The emagramme suggests that there could be a stable layer around 3000m, leading to a slow start to the flight, but is otherwise favourable.
This looks like a good flying day to me, but it’s certainly not risk-free. The steep change in the north/south pressure difference could produce föhn or other troublesome winds, which may not be obvious from high altitude. Southerly winds could be funnelled through in the vicinities of the Nufenen/Grimselpass, and of the Gotthardpass (i.e. around Andermatt). I’m less concerned about the risk of overdevelopment, as this is easier to identify whilst airborne than are valley winds. The forecast of cloud in the southwest and a brisk west wind at 3000m in the Rhône valley motivates me towards a one-way trip over the passes to the east, rather than a triangle.

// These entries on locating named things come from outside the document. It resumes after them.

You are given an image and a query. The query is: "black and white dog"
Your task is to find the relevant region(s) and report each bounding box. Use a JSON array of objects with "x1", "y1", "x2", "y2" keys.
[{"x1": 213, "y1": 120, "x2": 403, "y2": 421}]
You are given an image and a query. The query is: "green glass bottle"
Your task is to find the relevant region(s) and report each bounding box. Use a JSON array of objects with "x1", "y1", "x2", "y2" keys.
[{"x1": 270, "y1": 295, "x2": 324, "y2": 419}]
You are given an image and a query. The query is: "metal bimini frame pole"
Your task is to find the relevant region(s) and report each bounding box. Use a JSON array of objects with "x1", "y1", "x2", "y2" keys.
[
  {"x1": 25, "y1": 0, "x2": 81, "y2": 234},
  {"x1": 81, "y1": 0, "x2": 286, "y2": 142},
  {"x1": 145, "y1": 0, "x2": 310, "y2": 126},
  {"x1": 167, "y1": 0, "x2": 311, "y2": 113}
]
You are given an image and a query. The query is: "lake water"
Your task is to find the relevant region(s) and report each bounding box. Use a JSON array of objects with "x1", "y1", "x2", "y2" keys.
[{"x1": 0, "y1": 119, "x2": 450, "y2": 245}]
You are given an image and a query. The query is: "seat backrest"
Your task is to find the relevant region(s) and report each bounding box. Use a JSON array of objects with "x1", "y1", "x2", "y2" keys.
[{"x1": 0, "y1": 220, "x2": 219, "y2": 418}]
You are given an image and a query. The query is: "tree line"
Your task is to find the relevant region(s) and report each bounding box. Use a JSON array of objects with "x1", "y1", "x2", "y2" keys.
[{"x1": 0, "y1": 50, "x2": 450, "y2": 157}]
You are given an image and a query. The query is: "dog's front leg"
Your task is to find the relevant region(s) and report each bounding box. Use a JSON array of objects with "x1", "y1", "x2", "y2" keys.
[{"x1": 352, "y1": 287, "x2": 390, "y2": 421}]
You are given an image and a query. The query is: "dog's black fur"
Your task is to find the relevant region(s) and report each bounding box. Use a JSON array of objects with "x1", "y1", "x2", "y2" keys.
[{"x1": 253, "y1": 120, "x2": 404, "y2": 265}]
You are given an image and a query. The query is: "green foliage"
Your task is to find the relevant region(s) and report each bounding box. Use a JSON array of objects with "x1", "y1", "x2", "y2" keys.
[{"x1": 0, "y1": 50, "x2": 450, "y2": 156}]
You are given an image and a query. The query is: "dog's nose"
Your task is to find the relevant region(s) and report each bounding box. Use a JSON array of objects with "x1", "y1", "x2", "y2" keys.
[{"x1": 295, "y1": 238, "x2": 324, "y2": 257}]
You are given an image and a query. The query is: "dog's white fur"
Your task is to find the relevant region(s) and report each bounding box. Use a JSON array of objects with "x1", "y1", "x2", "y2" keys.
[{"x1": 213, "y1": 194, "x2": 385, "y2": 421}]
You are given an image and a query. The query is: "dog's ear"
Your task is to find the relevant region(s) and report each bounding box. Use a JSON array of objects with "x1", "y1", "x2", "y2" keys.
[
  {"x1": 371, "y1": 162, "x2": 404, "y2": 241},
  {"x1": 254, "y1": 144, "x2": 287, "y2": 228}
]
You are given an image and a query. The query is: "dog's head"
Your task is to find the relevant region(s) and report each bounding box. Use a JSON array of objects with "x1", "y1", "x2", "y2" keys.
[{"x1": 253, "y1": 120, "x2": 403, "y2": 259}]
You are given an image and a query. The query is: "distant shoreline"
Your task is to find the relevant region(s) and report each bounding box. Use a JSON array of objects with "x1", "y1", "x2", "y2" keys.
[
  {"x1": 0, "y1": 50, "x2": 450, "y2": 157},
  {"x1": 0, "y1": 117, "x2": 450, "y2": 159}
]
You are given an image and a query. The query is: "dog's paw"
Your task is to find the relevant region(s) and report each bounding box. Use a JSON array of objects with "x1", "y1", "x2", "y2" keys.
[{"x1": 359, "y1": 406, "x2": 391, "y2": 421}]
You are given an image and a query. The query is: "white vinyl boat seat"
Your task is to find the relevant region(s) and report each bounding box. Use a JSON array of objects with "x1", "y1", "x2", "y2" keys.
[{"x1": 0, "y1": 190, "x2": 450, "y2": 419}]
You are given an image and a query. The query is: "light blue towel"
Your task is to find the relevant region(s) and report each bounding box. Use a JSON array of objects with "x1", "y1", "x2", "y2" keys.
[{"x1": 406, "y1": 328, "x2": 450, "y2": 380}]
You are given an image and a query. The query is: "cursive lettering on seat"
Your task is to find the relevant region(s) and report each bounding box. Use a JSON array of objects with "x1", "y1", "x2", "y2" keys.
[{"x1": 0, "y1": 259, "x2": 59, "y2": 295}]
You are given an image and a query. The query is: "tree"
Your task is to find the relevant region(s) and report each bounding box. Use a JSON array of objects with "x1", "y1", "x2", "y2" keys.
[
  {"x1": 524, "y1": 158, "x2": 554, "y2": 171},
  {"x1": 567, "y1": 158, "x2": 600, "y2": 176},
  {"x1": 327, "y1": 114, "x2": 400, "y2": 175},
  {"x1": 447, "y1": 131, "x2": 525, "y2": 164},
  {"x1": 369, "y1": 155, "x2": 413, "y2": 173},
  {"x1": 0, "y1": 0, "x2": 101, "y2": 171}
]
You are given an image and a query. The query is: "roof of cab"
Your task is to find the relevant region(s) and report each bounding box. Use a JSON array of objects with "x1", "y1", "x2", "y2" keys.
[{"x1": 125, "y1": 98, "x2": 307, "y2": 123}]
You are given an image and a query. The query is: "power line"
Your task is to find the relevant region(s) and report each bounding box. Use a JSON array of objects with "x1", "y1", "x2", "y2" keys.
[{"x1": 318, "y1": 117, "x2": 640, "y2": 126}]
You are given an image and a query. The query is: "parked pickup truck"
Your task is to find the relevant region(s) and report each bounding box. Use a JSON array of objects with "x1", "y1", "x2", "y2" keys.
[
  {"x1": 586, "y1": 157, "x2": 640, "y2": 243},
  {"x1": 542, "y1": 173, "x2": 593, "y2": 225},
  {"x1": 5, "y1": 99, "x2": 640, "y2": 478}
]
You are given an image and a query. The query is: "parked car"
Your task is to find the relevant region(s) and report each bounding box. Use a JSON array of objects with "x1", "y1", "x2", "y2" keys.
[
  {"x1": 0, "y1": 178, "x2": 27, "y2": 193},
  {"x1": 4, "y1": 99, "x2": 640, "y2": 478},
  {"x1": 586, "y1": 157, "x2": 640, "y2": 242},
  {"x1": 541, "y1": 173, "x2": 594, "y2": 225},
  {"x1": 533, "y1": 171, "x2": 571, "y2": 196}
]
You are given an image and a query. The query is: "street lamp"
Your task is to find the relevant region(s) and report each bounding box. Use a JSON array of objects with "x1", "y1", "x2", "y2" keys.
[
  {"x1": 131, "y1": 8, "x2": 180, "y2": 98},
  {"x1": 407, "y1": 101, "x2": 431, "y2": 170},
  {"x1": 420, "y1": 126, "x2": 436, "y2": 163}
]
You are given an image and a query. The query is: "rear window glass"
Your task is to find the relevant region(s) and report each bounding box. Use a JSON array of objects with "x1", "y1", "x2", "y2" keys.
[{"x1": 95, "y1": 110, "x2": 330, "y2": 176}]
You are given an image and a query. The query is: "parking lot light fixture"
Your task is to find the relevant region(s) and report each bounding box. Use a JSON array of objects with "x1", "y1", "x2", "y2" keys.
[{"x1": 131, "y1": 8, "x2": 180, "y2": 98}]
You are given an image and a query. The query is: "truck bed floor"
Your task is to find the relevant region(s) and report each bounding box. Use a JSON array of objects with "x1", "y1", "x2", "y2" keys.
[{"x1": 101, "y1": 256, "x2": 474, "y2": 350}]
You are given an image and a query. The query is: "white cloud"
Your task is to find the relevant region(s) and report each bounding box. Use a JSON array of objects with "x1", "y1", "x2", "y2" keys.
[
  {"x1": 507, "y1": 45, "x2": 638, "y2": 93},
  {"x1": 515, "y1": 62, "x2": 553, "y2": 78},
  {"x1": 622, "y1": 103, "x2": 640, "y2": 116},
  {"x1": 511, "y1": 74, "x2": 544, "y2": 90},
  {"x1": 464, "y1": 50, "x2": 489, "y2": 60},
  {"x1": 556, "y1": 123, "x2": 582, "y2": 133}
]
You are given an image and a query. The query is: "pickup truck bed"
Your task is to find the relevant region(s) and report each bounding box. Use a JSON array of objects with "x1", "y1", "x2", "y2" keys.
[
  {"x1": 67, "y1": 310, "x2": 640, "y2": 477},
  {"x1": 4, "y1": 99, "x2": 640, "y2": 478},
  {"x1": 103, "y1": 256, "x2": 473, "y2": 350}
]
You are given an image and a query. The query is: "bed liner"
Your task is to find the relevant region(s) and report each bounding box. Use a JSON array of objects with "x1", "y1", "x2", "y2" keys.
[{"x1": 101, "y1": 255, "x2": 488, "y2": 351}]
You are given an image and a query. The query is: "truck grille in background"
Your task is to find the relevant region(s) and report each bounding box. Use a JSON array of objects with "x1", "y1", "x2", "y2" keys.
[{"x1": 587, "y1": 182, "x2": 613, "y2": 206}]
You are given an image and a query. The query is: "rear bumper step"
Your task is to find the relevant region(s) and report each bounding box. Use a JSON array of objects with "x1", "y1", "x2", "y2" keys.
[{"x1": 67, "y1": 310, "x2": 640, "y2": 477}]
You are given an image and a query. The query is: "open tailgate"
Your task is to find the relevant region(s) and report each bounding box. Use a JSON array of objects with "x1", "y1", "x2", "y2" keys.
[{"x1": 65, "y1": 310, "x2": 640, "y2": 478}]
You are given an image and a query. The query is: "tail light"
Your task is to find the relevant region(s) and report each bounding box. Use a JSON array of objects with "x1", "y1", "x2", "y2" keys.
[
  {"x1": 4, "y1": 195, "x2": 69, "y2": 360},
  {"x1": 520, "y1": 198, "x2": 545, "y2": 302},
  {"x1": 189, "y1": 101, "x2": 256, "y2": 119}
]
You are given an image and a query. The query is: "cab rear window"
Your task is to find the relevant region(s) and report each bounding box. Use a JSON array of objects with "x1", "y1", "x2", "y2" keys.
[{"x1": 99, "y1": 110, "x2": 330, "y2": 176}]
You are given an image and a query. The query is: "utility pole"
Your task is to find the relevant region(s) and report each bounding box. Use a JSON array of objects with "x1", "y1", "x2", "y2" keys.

Here are the details of my flight:
I arrived at the Heimat takeoff to find a cloudless sky, but regular thermic cycles already established, and took off shortly before 10am. The climbs were weak and bitty, petering out at an inversion around 2700m (as one would expect from the emagramme), so it wasn’t until three quarters of an hour later that I felt I had enough height to cross to Bellwald. Only a single small cloud was visible ahead, over the 3500m Galmihorn, half way up the Goms, showing an obvious effect of wind from the south (see the header image on this page). There was a southwesterly breeze of around 10 km/hr along the Goms, and the thermals remained fragmented, with an apparent inversion around 3000m (still consistent with the emagramme). When I reached the Sidelhorn, it appeared that (as expected) the Grimselschlange was absent, as there were only light ripples on the Totesee (the lake in the col of the Grimselpass). The lazy rotation of the wind turbines near the Nufenenpass (in an anticlockwise direction from my point of view), showed no evidence of a breakthrough of excessive southerly airflow. It was an easy decision to continue to the east rather than to turn around and push back against a headwind which would be likely to strengthen the farther I progressed.
I succeeded in breaking through the inversion to reach cloudbase at 3500m, and found that my drift at this altitude was never more than 20 km/hr from the south, within my comfort zone. The air was buoyant and it was easy to progress over the Furkapass and then to continue along the Urserntal. Approaching Andermatt, I could see that the speed of rotation of the wind turbines at Gütsch indicated a brisk southerly breeze there, although I was experiencing only a gentle tailwind of around 10 km/hr from the southwest. I stayed well upwind and was able to reach the sunny slopes before the Oberalppass without any drama, where there was very little drift, and I connected with a smooth 5 m/s thermal to take me back up to 3500m and into the Surselva with plenty of ground clearance.
The next 20 km were straightforward, with small scattered cumulus marking good climbs and a 10-20 km/hr drift from the south-southwest, but I could see no further clouds beyond Brigels on either side of the valley. Turning around into the wind was not an atttractive prospect, so I decided to press on in the hope of usable lift ahead, but found only wind drifted scraps, and ended up landing by the station at Castrisch in a light westerly (although the normal valley breeze there would be from the east), having clocked up just over 100 km in under five hours.
Conditions had been much as expected, apart from a dearth of clouds when I had anticipated concern about overdevelopment!